How to understand communication and the role of the media in transitions towards democracy? In the chaotic circumstances that accompany regime change, communication between political actors and the populace is extremely important and the media serve as the foremost vehicle for such communication. Politicians and civil society actors wish to influence and mobilize the public, and the media ideally provides a marketplace of ideas where they can meet and debate. However, the media is seldom a neutral battleground or a fair referee, and communication strategies may be used to mislead as well as to inform. In this seminar we illuminate the mechanisms and pitfalls of political communication in transitional contexts by drawing on evidence from several recent transition processes.
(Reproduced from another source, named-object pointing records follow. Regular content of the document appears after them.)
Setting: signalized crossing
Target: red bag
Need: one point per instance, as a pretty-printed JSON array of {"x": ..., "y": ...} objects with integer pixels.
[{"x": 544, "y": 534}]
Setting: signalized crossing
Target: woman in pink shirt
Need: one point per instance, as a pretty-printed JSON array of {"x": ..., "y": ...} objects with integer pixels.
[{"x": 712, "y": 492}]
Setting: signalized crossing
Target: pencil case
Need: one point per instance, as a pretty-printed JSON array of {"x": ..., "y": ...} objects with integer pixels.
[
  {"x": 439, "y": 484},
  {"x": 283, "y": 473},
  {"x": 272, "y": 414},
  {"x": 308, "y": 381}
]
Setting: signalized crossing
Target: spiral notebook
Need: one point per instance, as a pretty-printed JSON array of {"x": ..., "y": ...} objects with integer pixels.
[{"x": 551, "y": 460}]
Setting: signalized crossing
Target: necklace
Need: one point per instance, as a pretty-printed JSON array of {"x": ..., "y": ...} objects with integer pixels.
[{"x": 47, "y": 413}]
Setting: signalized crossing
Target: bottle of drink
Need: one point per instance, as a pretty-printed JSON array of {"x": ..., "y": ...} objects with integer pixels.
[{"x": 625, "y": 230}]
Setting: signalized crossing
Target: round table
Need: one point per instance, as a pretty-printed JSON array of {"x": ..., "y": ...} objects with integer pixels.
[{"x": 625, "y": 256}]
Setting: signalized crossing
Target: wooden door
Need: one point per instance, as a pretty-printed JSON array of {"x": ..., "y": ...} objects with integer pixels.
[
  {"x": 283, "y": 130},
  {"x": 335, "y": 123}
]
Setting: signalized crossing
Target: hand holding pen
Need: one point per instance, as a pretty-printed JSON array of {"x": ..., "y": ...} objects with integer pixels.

A light breakfast/lunch will be served
Katrin Voltmer, University of Leeds
Communication and democratisation conflicts: Noise, silences and deaf ears
One of the most celebrated achievements of democratic transitions is the liberation of speech and public debate. However, in many new democracies the public arena has become a battleground for hostility and dogmatism which frequently spirals into open violence. This presentation takes a broader view on public communication by not only including the media, but also the communication practices of governments and civil society actors in times of conflict. Based on findings from the international project 'Media, Conflict and Democratisation', key issues of democratising public communication will be addressed, such as pluralism, voice and listening.
Fatima El Issawi, University of Essex
Media Diversity and the hybrid journalist –citizen: an Arab case study
The unprecedented diversity in the media content post Arab uprisings was a victim of the severe political polarization exacerbated by fierce struggles over the identity of new regimes and elites' competitions. However, this polarization was fuelled by this media diversity taking an extreme antagonistic tone and content. Media framing of crucial debates at the heart of transitions to democracy as a struggle between "us" and "them" encouraged a return to coercive practices, thus confirming an active role by national media as full political player. Journalists' understanding of professional journalism led them to the adoption of hybrid practices that encouraged in the same time change and conformity. This duality in journalists' self-perception of identity and roles as described by journalists acted finally as a strong tool to consolidate the status quo and to provide legitimacy to repressive measures against civil liberties.
Chair: Jacob Høigilt (PRIO)
Katrin Voltmer is Professor of Communication and Democracy at the School of Media and Communication at the University of Leeds and a PRIO Global Fellow. Her main research interests revolve around the role of the media in emerging democracies. She has been Principal Investigator of the EU-funded FP7 project "Media, Conflict and Democratisation" (www.mecodem.eu), 2014-2017. She has also widely published on the changing relationship between politics and the media in established western democracies. Recent books include The Media in Transitional Democracies (2013, Polity Press) which received the 2017 Book Award of the International Journal of Press/Politics; and Political Communication in Postmodern Democracy: Challenging the Primacy of Politics (2011, ed. with Kees Brants, Palgrave).
Fatima El Issawi is Senior Lecturer in journalism at the Department of Literature, Film, and Theatre Studies at the University of Essex. She has over fifteen years of experience as international correspondent in conflict zones, having covered conflicts, wars and crises in Lebanon, Post-Saddam Iraq and Jordan for international media such as Agence France Presse (AFP) and the BBC World Service (Arabic Service). She recently completed the project "Arab Revolutions: Media Revolutions." The project provided in-depth empirical analysis on the transformations in media practices and values brought by the transitional political landscape to traditional media in Tunisia, Libya and Egypt and the relationship this has to the fragile democratisation processes.